TSA screeners ratify contract

Airport security screeners have ratified the first contract with the Transportation Security Administration, a pact that among other things overhauls their pay for performance system to emphasize actual on the job performance over certification tests.

Passenger screeners and associated employees voted 17,326 to 1,774 in favor of a contract agreed to in principle by TSA and American Federation of Government Employees in August.

AFGE is proud that TSA workers finally have a union contract that will improve their working lives and bring stability to the workforce, AFGE president J. David Cox said in a statement.

TSA was created in the wake of the Sept. 11, 2001 terrorist attacks with several special personnel policies, including management discretion over whether to bargain with screeners. During the George W. Bush administration, AFGE and the National Treasury Employees Union organized locals within TSA, but in the absence of bargaining rights their role was limited to activities such as representing employees in appeals of disciplinary actions.

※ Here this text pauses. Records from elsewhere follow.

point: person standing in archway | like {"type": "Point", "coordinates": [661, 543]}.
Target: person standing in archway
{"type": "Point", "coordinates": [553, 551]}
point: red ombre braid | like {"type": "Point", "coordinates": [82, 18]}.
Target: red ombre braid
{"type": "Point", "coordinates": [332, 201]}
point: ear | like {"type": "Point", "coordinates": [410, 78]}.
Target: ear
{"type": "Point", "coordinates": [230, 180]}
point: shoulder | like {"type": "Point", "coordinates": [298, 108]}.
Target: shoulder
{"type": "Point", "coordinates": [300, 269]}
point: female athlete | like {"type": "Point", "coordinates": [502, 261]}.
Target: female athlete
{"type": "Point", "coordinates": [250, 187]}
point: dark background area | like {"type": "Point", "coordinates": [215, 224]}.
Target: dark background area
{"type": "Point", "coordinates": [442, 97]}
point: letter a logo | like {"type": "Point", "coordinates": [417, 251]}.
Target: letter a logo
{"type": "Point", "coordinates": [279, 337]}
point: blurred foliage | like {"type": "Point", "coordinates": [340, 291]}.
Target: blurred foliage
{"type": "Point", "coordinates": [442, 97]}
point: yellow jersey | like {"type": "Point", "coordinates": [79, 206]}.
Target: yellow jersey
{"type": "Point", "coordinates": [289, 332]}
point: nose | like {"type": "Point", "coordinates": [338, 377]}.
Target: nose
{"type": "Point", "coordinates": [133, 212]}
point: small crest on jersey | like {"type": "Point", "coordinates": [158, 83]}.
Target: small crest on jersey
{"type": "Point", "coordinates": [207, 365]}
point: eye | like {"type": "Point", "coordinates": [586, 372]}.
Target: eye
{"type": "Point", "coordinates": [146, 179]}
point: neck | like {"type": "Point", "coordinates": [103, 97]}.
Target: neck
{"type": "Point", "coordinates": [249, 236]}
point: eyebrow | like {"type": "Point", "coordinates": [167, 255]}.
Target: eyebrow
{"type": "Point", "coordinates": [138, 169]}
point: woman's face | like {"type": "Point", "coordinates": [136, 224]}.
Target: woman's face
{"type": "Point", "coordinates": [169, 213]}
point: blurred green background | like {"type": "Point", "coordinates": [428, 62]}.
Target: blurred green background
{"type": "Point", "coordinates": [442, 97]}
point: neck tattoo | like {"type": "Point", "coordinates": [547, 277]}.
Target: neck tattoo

In early 2011, TSA administrator John S. Pistole decided to allow bargaining, although over a more limited range of topics than those allowable for other federal employees eligible for union representation. AFGE meanwhile defeated NTEU for the right to represent a national bargaining unit of more than 40,000 workers.

In addition to revising the performance pay system, the three-year contract sets policies in areas including scheduling of shifts and vacation time, uniform allowances and dress codes. "The completion of today's agreement between TSA and AFGE is a milestone in our relationship with our workforce and AFGE," Pistole said in a statement. "Together, we will continue to secure our nation's transportation systems and keep the traveling public safe."

After over a decade of struggling for basic workplace rights, transportation security officers were finally given the opportunity to vote on a contract that ensures that their voice will be heard in the workplace. This contract will improve both morale and workplace conditions," said Rep. Bennie G. Thompson (Miss.), ranking Democrat on the House Homeland Security Committee.